A chicken farmer went to a local bar, sat next to a woman and ordered a glass of champagne.
The woman perks up and says "How about that? I just ordered a glass of champagne, too!"
"What a coincidence" the farmer says "This is a special day for me I am celebrating"
1. "This is a special day for me too, I am also celebrating!" says the woman.
"What a coincidence!" says the farmer? As they clinked glasses the man asked "What are you celebrating?"
"My husband and I have been trying to have a child and today my gynaecologist told me that I am pregnant!"
"What a coincidence "says the man. "I'm a chicken farmer and for years all of my hens were infertile, but today they are all laying fertilized eggs "
"That's great!" says the woman, "How did your chickens become fertile?"
"I used a different rooster," he replied.
The woman smiled and said, "What a coincidence, I slept with our gateman too.
2. A man goes into the Job Center in LONDON and sees a notice advertising for a Gynecologist' s Assistant.
Interested, he goes to learn more "Can you please give me some more details about this job?" he asks the receptionist.

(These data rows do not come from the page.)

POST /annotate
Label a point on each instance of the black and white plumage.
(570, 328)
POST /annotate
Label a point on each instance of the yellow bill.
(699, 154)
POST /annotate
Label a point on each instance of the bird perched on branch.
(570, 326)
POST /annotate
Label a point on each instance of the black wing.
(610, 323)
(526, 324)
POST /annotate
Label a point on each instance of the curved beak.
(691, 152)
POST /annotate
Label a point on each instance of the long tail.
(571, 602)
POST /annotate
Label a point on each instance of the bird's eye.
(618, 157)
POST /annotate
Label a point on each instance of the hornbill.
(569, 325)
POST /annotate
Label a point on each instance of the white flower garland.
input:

The receptionist replies. "The job entails you getting female patients ready for the gynecologist. You'll have to help them out of their underwear, lie them down and wash their nether regions, then apply shaving foam and shave off all their pubic hair; then rub in soothing oils so they're ready for the gynecologist' s examination. The annual salary is £50,000 but you're going to have to go up to Glasgow."

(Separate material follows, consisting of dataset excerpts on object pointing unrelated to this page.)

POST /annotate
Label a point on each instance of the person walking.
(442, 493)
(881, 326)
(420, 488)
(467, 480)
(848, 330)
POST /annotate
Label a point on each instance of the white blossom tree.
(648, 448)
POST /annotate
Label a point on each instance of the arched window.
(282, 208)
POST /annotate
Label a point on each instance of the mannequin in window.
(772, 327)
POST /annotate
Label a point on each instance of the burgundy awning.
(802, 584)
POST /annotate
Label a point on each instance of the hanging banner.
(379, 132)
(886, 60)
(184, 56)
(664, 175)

The drooling man asks , "wow this is a great job for me please is that where the job is based?"
"No, that is where the queue ends!
Whaaaaaaaaaaaaaaaaaaaat the man fainted.
3. A little boy wakes up three nights in a row when he hears a thumping sound coming from his parents room.
Finally one morning he goes to his mom and says, "Mommy, every night I hear you and daddy making noises and when I look in your bedroom you're bouncing up and down on him."
His mom is taken by surprise and says, "Oh, Well, ah, well, I'm bouncing on his stomach because he's fat and that makes him thin again."
And the boy says, "Well, that won't work!"
His mom says, "Why?"
And the boy replies, "Because the lady next door comes by after you leave each day and blows him back up."